~/blog/dgx-spark-gemma4-26b-nvfp4-52-toks

DGX Spark · part 7

Gemma 4 26B-A4B on DGX Spark: 52 tok/s with NVFP4, skip the 31B

2026-04-05updated 2026-06-218 min read#gemma-4#nvfp4#vllm#dgx-spark中文版
cat --toc

TL;DR

Gemma 4 26B-A4B NVFP4 runs at 52 tok/s on DGX Spark (GB10) via vLLM 0.19, using only 16.5 GB of model memory and leaving 82 GB for KV cache. The 31B dense variant is 7.5x slower — don't bother.
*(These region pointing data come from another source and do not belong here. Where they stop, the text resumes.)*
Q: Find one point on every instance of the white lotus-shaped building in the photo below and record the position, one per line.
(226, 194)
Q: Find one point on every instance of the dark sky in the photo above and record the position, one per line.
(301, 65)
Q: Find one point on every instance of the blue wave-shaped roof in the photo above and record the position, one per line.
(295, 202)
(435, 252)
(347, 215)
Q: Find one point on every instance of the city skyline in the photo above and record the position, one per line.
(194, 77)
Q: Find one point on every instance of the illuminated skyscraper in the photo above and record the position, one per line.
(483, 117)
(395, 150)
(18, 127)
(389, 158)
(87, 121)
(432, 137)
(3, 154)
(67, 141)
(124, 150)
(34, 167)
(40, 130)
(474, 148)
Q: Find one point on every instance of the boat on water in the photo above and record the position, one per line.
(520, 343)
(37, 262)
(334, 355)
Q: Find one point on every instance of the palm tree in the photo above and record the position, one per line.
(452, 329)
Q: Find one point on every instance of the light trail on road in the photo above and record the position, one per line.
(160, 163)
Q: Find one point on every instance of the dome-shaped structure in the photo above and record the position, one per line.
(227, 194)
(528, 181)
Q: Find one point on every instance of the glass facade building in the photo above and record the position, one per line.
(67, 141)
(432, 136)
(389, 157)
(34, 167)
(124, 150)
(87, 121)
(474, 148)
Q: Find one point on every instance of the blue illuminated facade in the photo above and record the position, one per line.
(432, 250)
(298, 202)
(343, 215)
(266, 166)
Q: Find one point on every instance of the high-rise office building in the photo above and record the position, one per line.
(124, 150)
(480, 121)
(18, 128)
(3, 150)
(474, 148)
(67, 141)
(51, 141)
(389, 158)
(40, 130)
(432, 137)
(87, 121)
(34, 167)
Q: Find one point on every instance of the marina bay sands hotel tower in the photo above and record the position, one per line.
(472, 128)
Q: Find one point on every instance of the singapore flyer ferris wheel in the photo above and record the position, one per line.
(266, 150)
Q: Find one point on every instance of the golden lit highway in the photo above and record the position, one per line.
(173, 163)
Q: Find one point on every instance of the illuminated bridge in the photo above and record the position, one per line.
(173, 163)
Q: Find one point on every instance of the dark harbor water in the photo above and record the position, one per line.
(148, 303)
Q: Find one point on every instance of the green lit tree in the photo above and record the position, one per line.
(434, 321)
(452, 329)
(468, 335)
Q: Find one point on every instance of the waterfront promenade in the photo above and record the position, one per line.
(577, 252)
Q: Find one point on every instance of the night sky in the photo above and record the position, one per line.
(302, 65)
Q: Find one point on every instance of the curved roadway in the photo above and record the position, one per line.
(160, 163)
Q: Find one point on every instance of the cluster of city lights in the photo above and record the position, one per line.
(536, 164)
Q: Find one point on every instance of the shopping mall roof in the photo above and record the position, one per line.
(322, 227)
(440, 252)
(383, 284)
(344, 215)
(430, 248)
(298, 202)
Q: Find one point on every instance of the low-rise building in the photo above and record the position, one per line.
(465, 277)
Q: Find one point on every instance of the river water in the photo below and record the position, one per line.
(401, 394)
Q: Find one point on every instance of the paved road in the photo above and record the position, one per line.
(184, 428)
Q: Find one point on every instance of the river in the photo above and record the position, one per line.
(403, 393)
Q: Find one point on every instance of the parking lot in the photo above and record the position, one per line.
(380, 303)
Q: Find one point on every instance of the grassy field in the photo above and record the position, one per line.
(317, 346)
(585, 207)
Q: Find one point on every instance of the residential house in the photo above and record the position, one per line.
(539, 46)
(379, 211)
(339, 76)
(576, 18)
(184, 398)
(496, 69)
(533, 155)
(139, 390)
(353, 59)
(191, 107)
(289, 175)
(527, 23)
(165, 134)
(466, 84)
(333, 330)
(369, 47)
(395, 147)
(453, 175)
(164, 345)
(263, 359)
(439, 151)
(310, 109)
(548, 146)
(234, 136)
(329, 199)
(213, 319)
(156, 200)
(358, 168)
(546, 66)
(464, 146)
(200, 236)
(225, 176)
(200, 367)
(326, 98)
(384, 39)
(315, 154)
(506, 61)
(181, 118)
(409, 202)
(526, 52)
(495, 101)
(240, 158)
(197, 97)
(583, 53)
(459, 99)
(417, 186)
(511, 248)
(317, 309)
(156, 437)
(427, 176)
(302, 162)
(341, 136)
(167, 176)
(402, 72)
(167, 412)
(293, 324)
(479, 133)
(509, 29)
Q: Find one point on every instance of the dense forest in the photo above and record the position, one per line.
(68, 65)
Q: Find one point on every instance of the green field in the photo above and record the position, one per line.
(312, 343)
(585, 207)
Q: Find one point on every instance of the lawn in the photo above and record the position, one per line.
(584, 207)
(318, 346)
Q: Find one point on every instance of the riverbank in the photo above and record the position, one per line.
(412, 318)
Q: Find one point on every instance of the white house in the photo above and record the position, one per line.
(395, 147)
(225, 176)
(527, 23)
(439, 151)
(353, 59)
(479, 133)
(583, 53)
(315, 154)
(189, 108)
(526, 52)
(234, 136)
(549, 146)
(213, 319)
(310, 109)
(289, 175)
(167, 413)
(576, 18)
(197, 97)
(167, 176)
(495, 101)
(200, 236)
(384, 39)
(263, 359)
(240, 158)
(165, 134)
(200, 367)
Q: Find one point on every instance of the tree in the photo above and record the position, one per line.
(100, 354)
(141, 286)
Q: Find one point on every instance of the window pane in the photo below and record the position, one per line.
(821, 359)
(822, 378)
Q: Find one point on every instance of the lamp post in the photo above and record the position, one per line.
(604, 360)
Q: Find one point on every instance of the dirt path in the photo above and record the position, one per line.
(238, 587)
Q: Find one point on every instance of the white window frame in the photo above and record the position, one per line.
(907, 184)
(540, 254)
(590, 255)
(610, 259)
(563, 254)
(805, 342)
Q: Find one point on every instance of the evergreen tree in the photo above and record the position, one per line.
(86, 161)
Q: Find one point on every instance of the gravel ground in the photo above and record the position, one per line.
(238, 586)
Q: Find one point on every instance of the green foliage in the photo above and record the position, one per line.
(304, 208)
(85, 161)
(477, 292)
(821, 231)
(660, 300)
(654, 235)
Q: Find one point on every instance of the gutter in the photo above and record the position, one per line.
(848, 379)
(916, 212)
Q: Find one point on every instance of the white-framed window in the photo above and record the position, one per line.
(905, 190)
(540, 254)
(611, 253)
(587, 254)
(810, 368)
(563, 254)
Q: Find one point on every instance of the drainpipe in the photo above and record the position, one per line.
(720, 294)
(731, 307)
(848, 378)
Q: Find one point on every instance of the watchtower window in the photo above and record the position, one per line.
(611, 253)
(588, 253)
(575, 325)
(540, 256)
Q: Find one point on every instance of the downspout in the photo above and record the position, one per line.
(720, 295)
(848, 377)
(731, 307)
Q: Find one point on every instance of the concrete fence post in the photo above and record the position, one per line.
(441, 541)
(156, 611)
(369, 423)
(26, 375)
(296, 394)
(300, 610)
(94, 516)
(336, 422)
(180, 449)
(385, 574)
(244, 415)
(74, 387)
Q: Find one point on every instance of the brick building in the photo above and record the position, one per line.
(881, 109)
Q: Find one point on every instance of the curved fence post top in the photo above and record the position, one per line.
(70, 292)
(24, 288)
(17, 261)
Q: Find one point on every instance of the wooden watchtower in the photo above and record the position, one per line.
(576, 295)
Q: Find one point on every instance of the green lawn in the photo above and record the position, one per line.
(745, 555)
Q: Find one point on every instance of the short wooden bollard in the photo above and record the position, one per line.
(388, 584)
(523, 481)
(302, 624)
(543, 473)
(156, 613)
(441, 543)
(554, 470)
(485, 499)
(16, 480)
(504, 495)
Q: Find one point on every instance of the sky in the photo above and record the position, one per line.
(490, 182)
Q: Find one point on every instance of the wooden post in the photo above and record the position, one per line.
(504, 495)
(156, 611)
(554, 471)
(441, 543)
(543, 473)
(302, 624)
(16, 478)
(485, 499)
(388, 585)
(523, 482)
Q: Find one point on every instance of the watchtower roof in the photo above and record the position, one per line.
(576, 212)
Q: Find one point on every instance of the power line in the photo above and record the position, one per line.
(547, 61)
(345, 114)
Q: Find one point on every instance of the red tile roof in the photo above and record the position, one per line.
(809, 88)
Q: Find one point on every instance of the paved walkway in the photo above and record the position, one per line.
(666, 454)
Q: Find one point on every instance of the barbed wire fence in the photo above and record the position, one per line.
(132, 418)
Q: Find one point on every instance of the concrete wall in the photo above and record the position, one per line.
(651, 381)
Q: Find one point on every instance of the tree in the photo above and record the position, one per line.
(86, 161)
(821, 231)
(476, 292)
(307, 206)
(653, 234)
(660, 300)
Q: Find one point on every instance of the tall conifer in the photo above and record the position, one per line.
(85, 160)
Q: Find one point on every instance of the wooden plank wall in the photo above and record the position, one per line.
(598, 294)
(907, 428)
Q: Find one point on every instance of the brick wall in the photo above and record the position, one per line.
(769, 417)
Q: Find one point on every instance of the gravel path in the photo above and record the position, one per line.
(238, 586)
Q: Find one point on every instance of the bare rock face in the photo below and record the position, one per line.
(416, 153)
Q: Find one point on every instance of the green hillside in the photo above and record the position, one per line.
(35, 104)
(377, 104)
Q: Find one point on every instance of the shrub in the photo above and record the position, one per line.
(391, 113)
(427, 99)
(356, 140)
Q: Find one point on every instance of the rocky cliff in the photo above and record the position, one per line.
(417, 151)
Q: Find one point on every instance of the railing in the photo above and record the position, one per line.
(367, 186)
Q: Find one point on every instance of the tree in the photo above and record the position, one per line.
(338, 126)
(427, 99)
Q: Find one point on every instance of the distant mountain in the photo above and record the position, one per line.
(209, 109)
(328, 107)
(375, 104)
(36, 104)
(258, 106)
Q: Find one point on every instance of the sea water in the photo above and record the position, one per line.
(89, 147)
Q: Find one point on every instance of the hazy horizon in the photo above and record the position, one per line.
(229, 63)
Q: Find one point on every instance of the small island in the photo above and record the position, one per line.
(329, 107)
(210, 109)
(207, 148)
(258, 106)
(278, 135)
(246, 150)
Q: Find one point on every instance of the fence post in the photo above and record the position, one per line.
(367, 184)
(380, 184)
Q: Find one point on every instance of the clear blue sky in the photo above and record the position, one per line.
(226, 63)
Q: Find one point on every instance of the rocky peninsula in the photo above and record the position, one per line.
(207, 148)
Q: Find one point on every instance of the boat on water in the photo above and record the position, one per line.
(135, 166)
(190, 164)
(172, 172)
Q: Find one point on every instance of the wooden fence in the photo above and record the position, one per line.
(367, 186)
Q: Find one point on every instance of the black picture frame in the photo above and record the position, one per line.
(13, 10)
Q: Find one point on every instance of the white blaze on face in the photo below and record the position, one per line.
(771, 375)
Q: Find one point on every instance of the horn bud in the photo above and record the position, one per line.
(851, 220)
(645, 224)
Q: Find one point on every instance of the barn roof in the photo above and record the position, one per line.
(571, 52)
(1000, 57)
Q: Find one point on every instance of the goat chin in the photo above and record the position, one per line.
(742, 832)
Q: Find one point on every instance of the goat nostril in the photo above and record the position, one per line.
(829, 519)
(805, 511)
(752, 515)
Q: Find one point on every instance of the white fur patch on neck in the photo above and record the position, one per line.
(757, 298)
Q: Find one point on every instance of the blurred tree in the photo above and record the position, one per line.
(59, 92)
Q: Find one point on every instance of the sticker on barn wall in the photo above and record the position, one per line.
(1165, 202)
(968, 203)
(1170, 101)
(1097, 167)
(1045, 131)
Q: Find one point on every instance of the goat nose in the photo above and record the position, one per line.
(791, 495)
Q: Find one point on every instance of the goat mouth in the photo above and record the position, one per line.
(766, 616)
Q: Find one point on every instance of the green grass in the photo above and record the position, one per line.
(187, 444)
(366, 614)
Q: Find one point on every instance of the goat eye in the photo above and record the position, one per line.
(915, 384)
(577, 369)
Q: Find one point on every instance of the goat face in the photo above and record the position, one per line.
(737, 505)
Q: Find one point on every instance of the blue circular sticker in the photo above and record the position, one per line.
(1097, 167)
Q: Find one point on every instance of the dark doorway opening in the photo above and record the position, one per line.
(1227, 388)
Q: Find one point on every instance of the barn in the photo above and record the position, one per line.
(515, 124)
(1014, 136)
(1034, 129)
Plain-English version: what Gemma 4 is, and what 52 tok/s means

Gemma 4 is an open-weights AI model Google released in April 2026. Open weights means you can download it and run it on your own machine — no payment to Google, and it works fully offline. It chats, writes code, and answers questions like ChatGPT, except it lives on your hardware.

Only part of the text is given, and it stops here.